Note that the above example includes comments which are formatted for use by the Javadoc tool; such comments are standard Java comments, with additional embedded information allowing for the automatic generation of technical documentation.


An interface is essentially an abstract class which includes only constants and abstract methods. In other words, an interface declares functionality, but leaves the implementation to classes which implement the interface. We can think of interfaces as contracts: a class which implements an interface must provide the functionality exactly as it is declared in the interface.


An enum is a special kind of class, which includes in its definition the definition of a static set of class instances. It is used to implement type-safe sets of enumerated constant values. Further discussion of the enum is beyond the scope of this document.


In general, a package is as a collection of compiled classes and interfaces, organized within a namespace. However, this organization may not necessarily be physical: collections can consist of multiple compiled .class files and/or multiple .jar archives, and the contents of a .jar archive can include multiple packages — in their entirety, or in part.

In practice, the namespace of a package usually maps to the hierarchical directory structure of a filesystem (which may be within a .jar archive). For example, if the Java compiler (or Java executive) encounters the statement import org.nm.challenge.examples.Dice;, it will look for the Dice class in the org/nm/challenge/examples subdirectory (if it exists) of the current directory. (If it does not find the class using the current directory as a base directory, the compiler will iterate through the directories in the current Java classpath, using each one as a base directory in searching for the org/nm/challenge/examples subdirectory and the Dice class.)


A method is a named statement block, defined within a class (it may be declared, but not implemented, in an interface or an abstract class; it may also be declared abstract — and thus not implemented — even in a class which isn't abstract).
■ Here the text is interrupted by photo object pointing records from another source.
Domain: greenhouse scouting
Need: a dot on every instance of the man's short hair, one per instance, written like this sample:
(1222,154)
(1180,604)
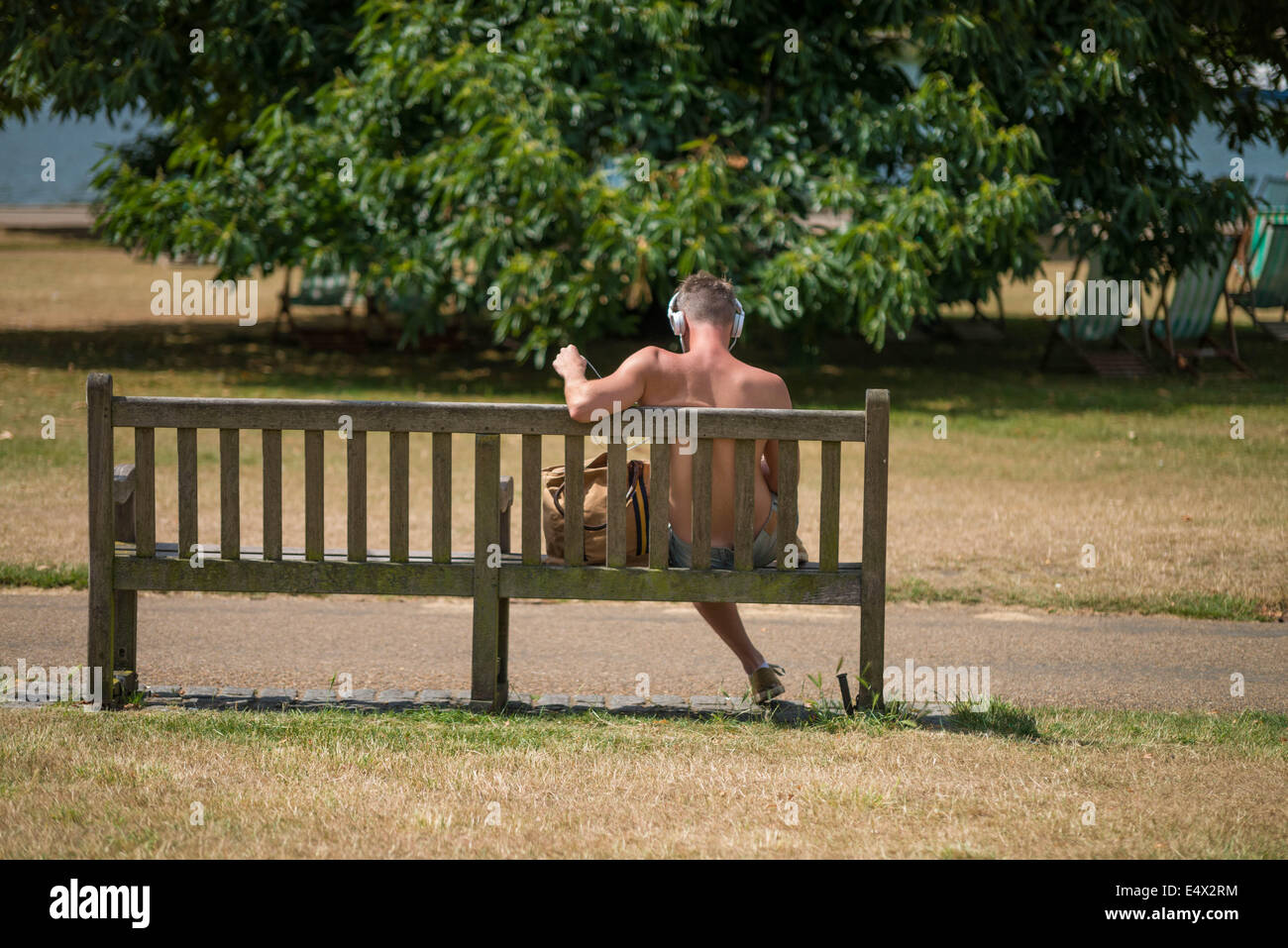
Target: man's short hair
(706,298)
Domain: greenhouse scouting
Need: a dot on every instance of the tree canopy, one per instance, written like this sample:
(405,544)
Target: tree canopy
(554,167)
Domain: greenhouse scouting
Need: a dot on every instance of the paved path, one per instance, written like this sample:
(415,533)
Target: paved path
(599,648)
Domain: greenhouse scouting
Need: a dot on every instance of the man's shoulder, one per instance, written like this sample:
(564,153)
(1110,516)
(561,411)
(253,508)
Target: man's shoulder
(761,378)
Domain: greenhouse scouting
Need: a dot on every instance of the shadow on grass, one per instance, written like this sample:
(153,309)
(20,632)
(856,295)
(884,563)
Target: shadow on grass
(1000,720)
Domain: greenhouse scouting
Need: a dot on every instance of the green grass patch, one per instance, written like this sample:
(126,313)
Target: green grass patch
(44,576)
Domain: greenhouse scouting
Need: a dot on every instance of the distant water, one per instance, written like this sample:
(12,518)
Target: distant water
(76,146)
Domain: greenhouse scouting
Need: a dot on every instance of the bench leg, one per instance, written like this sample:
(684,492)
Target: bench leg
(98,397)
(487,668)
(124,666)
(876,454)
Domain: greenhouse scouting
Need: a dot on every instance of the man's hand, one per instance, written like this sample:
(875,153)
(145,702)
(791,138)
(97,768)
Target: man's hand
(571,365)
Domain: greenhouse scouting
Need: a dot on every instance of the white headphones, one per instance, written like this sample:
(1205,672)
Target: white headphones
(678,324)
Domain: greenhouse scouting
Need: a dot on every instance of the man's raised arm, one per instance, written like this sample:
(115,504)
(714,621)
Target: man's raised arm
(584,395)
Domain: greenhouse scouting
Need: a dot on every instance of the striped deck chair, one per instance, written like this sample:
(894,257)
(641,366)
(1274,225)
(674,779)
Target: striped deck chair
(1085,333)
(1271,197)
(316,290)
(1263,283)
(1189,316)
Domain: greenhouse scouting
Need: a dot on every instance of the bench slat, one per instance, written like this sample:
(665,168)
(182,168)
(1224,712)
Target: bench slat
(145,491)
(187,446)
(357,464)
(442,473)
(743,500)
(531,476)
(658,504)
(270,442)
(399,491)
(789,483)
(617,511)
(230,493)
(702,504)
(296,575)
(575,491)
(467,417)
(829,507)
(809,584)
(313,494)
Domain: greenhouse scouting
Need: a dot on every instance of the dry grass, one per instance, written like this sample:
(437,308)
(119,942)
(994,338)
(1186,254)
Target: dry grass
(420,785)
(1183,518)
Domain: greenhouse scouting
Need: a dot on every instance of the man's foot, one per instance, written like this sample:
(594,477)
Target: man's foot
(765,685)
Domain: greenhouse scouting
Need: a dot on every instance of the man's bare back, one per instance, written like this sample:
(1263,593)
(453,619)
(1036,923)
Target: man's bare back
(704,375)
(712,380)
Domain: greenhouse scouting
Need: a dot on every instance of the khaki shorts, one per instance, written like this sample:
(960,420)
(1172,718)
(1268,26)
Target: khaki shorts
(764,548)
In general, methods make up the behavior of a class: a method may return information about an instance of the class (or the class as a whole); it may modify the data of a class instance (or static data associated with the entire class); it may use the instance or class data to invoke methods in other classes; etc.

Like a class variable, a method may be declared public, private, or protected, controlling the accessibility of the method from outside the class. Also like a class variable, a method may be declared static, in which case it is associated with the entire class, and does not automatically operate on a single instance of the class. (There are other modifiers which may be used in the declaration of methods, but they are outside the scope of this document.)
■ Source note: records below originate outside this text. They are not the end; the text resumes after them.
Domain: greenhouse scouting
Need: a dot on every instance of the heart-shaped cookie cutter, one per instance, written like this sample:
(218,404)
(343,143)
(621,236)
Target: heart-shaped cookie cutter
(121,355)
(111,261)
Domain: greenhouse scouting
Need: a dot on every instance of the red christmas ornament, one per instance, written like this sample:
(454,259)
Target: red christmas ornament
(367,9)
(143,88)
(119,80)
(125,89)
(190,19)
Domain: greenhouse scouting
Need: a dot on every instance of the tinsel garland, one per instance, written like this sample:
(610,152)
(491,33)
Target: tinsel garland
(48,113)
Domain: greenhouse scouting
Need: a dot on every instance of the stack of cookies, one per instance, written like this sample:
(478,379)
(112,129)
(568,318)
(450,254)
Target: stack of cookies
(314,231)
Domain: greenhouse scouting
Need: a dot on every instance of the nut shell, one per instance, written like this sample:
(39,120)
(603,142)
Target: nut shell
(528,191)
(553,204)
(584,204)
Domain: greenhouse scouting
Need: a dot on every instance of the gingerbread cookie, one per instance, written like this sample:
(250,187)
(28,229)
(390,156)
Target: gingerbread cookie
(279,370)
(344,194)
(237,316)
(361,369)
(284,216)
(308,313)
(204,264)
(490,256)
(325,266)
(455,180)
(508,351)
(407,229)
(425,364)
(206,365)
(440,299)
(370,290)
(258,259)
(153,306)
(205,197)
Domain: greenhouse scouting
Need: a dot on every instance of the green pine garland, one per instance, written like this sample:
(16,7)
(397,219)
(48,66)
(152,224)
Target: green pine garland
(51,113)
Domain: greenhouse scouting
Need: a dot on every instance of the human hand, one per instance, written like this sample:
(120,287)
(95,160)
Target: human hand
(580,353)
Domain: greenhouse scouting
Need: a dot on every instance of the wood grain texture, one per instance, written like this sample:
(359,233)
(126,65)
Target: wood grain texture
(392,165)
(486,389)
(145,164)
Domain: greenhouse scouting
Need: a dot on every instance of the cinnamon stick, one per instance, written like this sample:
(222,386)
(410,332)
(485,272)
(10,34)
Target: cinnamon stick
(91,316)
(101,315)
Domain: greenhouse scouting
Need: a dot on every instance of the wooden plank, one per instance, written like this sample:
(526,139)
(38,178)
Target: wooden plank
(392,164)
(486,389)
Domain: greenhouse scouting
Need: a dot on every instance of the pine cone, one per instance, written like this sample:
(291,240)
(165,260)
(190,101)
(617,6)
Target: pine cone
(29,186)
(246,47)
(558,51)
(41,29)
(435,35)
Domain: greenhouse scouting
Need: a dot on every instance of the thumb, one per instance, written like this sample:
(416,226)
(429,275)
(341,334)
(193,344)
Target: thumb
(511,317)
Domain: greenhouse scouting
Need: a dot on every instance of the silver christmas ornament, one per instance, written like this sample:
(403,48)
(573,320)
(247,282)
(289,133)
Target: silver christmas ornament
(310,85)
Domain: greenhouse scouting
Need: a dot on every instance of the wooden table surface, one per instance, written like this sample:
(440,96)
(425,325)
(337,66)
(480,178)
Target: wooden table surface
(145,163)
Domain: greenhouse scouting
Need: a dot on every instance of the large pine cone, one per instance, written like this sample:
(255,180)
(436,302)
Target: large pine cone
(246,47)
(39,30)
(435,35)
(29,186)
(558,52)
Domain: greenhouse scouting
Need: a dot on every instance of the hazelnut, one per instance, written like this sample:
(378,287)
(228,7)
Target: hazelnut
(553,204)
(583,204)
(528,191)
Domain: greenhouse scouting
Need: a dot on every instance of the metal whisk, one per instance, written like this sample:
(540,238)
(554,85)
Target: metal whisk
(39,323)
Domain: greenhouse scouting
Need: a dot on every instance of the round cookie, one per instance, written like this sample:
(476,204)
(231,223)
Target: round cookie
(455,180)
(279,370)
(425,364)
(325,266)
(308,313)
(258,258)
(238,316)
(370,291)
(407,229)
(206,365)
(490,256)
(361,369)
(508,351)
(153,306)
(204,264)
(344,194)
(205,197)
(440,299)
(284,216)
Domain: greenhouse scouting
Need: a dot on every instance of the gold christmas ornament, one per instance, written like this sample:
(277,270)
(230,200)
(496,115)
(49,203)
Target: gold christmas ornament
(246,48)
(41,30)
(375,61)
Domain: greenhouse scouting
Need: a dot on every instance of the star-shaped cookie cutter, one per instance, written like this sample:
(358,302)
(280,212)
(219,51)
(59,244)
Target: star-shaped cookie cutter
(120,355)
A method is declared with a list (which may be empty) of parameters; code invoking a method passes values (in the method call) which match these parameters in type (or which can be promoted to the declared parameter types), and the code of the method refers to these passed values by the names of the declared parameters.

Each method is declared with a return type; in the body of the method, a return statement is used to return a value (of the declared type) to the caller. Alternatively, a method may be declared with a return type of void, in which case no value is returned to the caller, and the return statement is not allowed in the method code.
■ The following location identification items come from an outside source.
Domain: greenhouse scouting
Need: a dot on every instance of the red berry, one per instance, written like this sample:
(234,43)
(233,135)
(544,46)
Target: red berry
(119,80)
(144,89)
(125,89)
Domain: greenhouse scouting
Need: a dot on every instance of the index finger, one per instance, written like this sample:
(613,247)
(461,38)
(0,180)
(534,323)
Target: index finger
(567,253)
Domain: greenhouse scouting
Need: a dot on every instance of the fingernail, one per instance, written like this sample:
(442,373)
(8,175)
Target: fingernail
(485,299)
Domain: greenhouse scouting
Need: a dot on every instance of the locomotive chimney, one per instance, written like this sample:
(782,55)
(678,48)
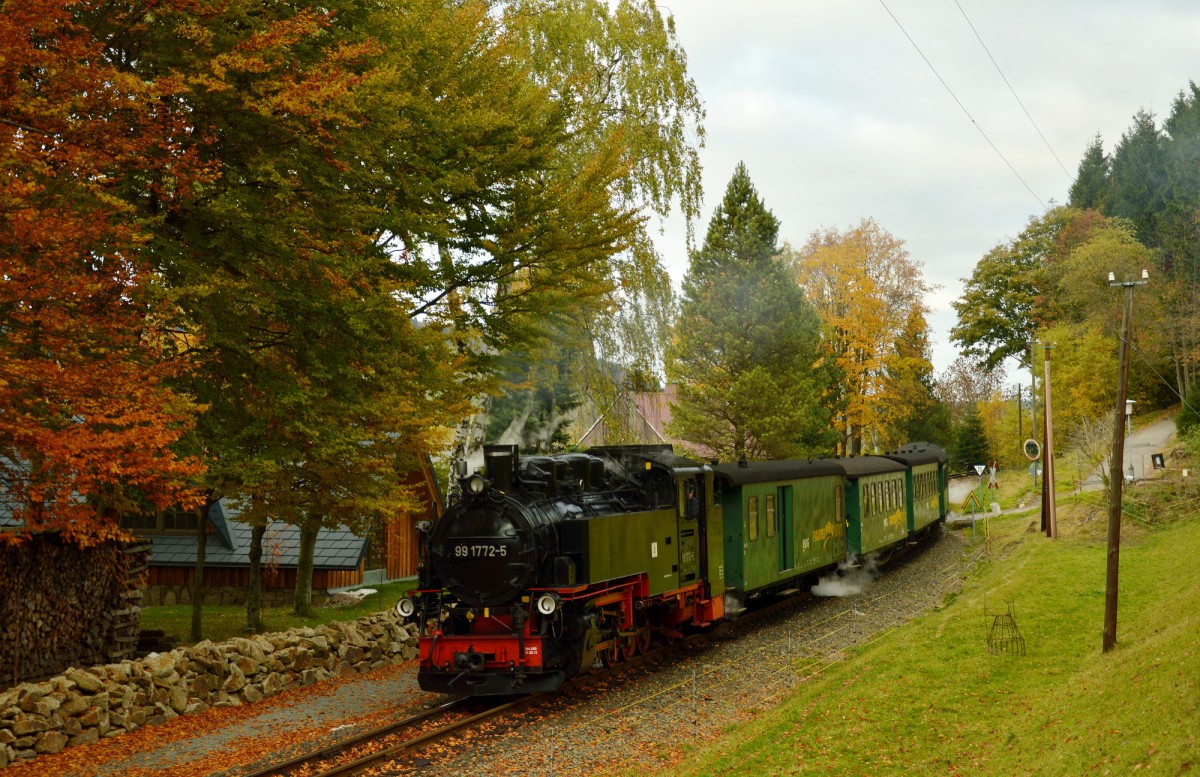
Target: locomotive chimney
(501,462)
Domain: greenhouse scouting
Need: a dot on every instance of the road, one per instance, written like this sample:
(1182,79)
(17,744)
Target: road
(1140,447)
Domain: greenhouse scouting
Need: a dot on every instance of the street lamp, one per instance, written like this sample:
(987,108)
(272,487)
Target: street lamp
(1114,565)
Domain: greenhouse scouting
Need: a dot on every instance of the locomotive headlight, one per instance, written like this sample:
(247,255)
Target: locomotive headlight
(474,485)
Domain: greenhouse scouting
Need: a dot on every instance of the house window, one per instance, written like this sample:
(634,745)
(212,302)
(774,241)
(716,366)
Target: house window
(162,522)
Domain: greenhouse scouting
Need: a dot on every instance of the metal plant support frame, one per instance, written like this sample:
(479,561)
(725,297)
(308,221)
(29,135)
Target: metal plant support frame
(1005,638)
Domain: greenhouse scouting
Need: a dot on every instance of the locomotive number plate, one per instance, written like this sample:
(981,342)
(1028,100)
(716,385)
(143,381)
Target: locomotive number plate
(480,550)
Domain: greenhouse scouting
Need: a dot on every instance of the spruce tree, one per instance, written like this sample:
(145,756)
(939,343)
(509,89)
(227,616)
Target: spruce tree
(1092,180)
(744,348)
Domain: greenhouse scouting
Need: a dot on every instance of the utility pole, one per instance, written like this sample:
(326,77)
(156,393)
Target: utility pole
(1033,404)
(1116,474)
(1048,503)
(1020,414)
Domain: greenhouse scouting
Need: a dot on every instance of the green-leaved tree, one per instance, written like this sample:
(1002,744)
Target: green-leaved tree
(745,347)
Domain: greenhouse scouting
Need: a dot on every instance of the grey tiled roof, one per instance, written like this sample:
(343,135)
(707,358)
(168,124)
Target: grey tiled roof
(229,544)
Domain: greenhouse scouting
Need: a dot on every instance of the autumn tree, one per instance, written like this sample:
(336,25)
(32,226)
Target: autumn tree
(619,74)
(869,293)
(90,427)
(909,404)
(393,209)
(965,384)
(745,348)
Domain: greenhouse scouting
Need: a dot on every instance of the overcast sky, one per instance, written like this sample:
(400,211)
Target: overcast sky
(839,118)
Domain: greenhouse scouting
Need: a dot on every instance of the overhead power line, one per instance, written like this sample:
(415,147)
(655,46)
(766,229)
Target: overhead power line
(967,113)
(1038,130)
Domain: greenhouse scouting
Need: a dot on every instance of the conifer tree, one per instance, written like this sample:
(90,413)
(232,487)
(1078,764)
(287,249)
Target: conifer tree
(1092,179)
(744,349)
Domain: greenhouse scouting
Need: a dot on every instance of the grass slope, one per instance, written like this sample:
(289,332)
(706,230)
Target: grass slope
(930,698)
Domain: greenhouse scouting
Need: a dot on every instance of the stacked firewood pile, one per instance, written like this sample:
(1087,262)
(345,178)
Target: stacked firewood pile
(67,606)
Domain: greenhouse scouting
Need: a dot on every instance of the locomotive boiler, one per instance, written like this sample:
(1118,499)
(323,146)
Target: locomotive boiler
(550,566)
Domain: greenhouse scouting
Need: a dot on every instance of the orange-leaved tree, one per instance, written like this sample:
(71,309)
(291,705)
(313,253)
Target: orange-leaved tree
(88,423)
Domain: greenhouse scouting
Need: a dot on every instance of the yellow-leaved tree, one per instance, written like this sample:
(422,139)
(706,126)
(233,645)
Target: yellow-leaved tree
(868,290)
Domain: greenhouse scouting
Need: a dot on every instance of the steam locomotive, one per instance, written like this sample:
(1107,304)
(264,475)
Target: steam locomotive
(551,566)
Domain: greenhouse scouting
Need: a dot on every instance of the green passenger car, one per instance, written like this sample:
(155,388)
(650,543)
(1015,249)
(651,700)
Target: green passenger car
(925,483)
(783,519)
(875,503)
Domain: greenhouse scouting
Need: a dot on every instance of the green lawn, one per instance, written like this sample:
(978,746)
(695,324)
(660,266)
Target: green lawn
(227,621)
(930,699)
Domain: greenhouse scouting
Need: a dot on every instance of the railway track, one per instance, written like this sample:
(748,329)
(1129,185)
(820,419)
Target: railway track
(406,738)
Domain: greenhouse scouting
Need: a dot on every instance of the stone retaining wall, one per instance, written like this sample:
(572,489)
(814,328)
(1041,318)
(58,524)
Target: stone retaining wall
(84,705)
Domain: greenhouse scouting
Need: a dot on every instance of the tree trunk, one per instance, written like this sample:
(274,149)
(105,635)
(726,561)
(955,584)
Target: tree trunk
(309,530)
(202,540)
(255,592)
An example of a method can be found in the class example, above.


Constructors are special statement blocks which are used to instantiate objects of a class; they are generally used to initialize variables, and create/allocate resources (including arrays and other objects) which will be used over the lifetime of the object. Constructors appear similar to methods, but they have the following unique characteristics:

A class may have multiple constructors, distinguished by different numbers and/or types of parameters.

An example of class constructors can be found in the class example, above.